This week I worked at the Metal Atelier and at the Gold Coop.
I was with Anna again, this time, sand casting.
She had prepared the cast – I was very late to meet her, on the third day of a come down.
The process is fairly simple, you make a mould of your object by pressing it between two canisters of compacted sand. You powder it, to stop it sticking I guess. Then you create passages for air to escape so the metal can more easily run. You carve a funnel to pour the metal into. And then you take it to the crucible.
You heat the silver in the crucible (I think that’s what it’s called) until it starts to glow green and become molten like mercury. Then, with the flame still on it so it doesn’t cool, you lift it to the cast (again, not sure of the terminology) and pour quickly. If you don’t keep heating or you pour too slowly then the metal will not run all the way down your cast. This happened to me once.
It all happens very quickly – and then you take it outside (it’s safe to touch the mould soon after pouring) to open up so as not to inhale any silver fumes.

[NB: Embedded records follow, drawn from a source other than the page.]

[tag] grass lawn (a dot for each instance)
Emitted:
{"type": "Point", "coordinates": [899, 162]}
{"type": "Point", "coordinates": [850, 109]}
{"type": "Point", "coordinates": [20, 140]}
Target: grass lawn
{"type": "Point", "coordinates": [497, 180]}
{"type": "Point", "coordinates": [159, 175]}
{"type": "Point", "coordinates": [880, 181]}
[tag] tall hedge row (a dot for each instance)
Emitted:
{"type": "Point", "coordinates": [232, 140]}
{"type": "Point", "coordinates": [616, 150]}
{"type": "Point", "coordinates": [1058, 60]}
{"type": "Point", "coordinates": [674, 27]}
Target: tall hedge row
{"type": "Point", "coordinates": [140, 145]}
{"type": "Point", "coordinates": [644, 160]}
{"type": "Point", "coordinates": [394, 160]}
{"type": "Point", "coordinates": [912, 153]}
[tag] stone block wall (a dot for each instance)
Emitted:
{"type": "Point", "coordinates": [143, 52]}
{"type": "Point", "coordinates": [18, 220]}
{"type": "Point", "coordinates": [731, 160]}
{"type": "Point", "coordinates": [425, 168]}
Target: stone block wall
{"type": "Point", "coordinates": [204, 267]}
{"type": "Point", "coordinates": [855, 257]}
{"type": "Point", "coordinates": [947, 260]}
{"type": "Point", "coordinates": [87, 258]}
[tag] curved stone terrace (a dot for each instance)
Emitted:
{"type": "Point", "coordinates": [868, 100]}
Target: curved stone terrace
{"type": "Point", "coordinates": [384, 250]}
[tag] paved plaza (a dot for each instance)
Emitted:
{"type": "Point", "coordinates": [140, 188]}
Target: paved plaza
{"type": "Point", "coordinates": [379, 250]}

And then you’ve got a match that looks like a tree trunk with branches coming off it (the air holes fill up.

You take a bone saw, the same as they use for cutting up bodies, and cut the base off. Then with snipers you take the branches off. Use the saw again to cut off the bit that’s seeped between the sand. I wonder if I didn’t tamp the sand down enough (for which you use the handle of a ring something or other. Then it’s working with a file (away from you). Then polish it with the electric thingy.

In the Gold Coop I finished it with a different method – using sand paper.






Anyway, less detail. In Fritz’s place there are matches too – made by a Finnish girl.